El conocido empresario y deportista Walter D’agostini encabezaría la lista de candidatos diputados del radicalismo disfrazado de Frente Cívico. La novedad se extendió en las últimas horas en el mundillo político local.
D’agostini, un empresario filo peronista en lo espiritual, pero bien pragmático por su propensión a lo comercial, había tenido antes acercamiento con el barrionuevismo, que lo había tentado con una candidatura a intendente. Obvio, la descartó porque las probabilidades en los años ’90 eran pocas.

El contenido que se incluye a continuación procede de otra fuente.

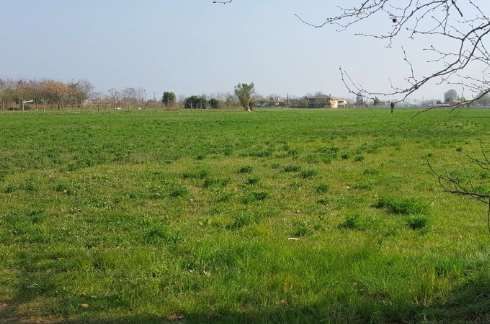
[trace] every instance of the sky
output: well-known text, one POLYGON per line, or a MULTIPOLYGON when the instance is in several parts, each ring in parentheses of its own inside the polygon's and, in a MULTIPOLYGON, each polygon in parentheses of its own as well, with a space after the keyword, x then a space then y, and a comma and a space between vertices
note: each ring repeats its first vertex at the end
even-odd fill
MULTIPOLYGON (((397 44, 314 29, 294 17, 320 22, 353 0, 211 2, 2 0, 0 77, 84 79, 100 91, 137 87, 150 97, 225 93, 252 81, 264 95, 347 96, 339 66, 375 91, 408 73, 397 44)), ((440 98, 445 90, 417 95, 440 98)))

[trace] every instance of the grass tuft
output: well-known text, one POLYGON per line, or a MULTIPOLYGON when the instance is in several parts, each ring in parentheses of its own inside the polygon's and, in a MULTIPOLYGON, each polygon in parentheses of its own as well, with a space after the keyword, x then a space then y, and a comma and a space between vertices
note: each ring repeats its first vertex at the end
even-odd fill
POLYGON ((250 177, 245 181, 245 184, 249 185, 249 186, 254 186, 254 185, 258 184, 259 182, 260 182, 260 178, 250 177))
POLYGON ((284 172, 292 173, 301 171, 301 167, 299 165, 290 164, 284 167, 284 172))
POLYGON ((183 179, 204 180, 209 176, 207 170, 189 171, 182 174, 183 179))
POLYGON ((236 215, 233 219, 233 223, 227 226, 228 229, 238 230, 242 227, 255 224, 257 222, 257 216, 248 212, 242 212, 236 215))
POLYGON ((305 237, 307 235, 310 235, 312 233, 312 230, 308 226, 308 224, 304 221, 296 221, 293 224, 293 230, 291 232, 292 237, 305 237))
POLYGON ((327 184, 321 184, 316 187, 315 191, 319 194, 327 193, 330 190, 330 187, 327 184))
POLYGON ((253 172, 253 168, 251 166, 243 166, 238 170, 238 173, 241 174, 249 174, 253 172))
POLYGON ((408 227, 410 227, 414 231, 426 229, 428 223, 429 222, 427 218, 425 216, 420 216, 420 215, 411 216, 407 221, 408 227))
POLYGON ((189 190, 183 186, 173 186, 169 191, 169 196, 172 198, 185 197, 189 194, 189 190))
POLYGON ((429 209, 427 204, 417 199, 403 199, 394 197, 380 198, 374 207, 386 209, 388 212, 397 215, 427 214, 429 209))
POLYGON ((269 197, 269 194, 267 192, 251 192, 242 199, 242 202, 244 204, 252 204, 264 201, 267 199, 267 197, 269 197))
POLYGON ((361 230, 361 222, 358 215, 348 216, 338 226, 340 229, 361 230))
POLYGON ((312 169, 304 170, 300 173, 300 177, 303 179, 311 179, 313 177, 316 177, 317 175, 318 175, 318 171, 312 169))

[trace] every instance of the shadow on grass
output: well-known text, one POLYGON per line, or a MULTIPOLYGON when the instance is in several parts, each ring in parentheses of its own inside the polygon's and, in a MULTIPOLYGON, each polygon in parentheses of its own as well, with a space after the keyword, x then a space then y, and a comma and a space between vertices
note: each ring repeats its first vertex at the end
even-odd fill
POLYGON ((446 303, 423 311, 438 322, 490 323, 490 272, 455 289, 446 303))
MULTIPOLYGON (((90 309, 81 309, 86 300, 63 290, 55 282, 55 276, 46 260, 28 254, 19 257, 19 285, 17 295, 9 305, 0 303, 0 323, 490 323, 490 273, 482 273, 465 285, 454 289, 445 302, 421 307, 407 301, 402 305, 383 303, 373 296, 349 304, 352 298, 343 298, 336 305, 331 301, 312 305, 270 306, 265 310, 253 307, 242 312, 183 313, 174 316, 151 314, 121 315, 130 312, 117 296, 103 300, 91 300, 90 309), (39 310, 39 317, 25 318, 22 309, 29 309, 37 301, 51 299, 61 301, 53 308, 39 310), (16 306, 16 305, 22 305, 16 306), (53 314, 57 318, 53 319, 53 314), (77 318, 77 319, 72 319, 77 318)), ((58 268, 57 271, 63 271, 58 268)))
MULTIPOLYGON (((373 301, 375 303, 376 301, 373 301)), ((490 323, 490 275, 471 280, 453 291, 447 302, 428 308, 413 305, 406 313, 378 314, 370 317, 365 310, 359 312, 353 305, 341 305, 331 316, 321 311, 324 305, 289 307, 265 312, 222 313, 213 317, 209 314, 187 314, 174 320, 168 317, 136 315, 119 319, 75 320, 64 323, 490 323)), ((369 308, 369 305, 366 305, 369 308)), ((328 307, 327 307, 328 308, 328 307)))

Se mostró luego en reiteradas oportunidades con el oficialismo frentista, que alimentó su debilidad deportiva que lo llevó a correr varios Rally Dakar. Son recordadas las fotografías con Eduardo Brizuela del Moral apoyándolo en su porfía, que si no le trajo suerte deportiva si, dicen, le trajo suerte a la hora de hacer negocios con el estado radical.
Ya llegado el kirchnerismo, D’agostini hizo un cambio en su hoja de ruta política. Se apareció de golpe en los actos de campaña de Lucia Corpacci y a codazo limpio buscaba subirse al palco en busca de un registro fotográfico; y lo logró, nosotros lo retratamos en un acto en El Encuentro.
Pero ahora, el radicalismo frentista desesperado por nombres que le aporten frescura a una lista que se calcula contendrá varios impresentables, pero además también recursos, lo busca y ya habría media palabra dada.
Según salieron a decir operadores radicales, lo que lo empujó a D’agostini a la oposición, sería cierta molestia del empresario deportista con el kirchnerismo por algunas compras de vehículos de alguna área del Estado no lo tuvieron del otro lado del mostrador. ¿Será?